Rechazamos financiar la estabilización con recortes a jubilaciones o salarios. Ajustes de ese tipo licuan consumo y aumentan la pobreza entre quienes dependen de ingresos fijos. En cambio, proponemos dos medidas inmediatas y concretas: primero, un reempadronamiento exhaustivo de los beneficiarios y usuarias/os de subsidios vinculados al transporte (por ejemplo, sistema SUBE) para reducir fugas y reasignar subsidios mal focalizados; segundo, el uso focalizado del Fondo de Garantía de Sustentabilidad (FGS) para proteger empleo formal, inversión productiva y consumo de los segmentos más vulnerables mientras se negocia la estabilización macroeconómica. Además, es importante acelerar los pagos de sentencias previsionales: los juicios por reajuste suelen demorar entre 5 y 7 años (según informes jurisprudenciales y notas técnicas), y el Comunicado A-7028 del BCRA establece modalidades de cobro por ventanilla bancaria. Estas medidas preservan ingreso y demanda agregada, sostienen empleo y evitan que la salida de recursos se concentre en recetas de ajuste que dañan al mercado interno.
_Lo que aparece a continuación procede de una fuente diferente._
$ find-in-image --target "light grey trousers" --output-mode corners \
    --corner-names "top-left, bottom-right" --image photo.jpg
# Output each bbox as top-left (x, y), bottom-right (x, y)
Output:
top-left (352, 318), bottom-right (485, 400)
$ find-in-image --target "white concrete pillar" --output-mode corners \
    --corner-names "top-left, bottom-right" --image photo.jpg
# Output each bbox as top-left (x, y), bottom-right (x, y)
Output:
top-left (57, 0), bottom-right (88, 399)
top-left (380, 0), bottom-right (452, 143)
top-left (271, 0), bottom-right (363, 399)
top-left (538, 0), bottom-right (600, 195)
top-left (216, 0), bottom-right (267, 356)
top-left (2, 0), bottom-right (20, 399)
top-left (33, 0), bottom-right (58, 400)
En resumen, junio trae una actualización nominal que beneficia a los haberes, pero la discusión debe girar hacia cómo garantizar que esos montos sean compatibles con la recuperación del poder de compra y con políticas que prioricen producción y empleo sin recortar pensiones (fuentes: ANSES, INDEC, Disposición 29/2025, Comunicado A-7028 BCRA). Vemos viable un camino de protección focalizada de ingresos y empleo sin sacrificar jubilaciones.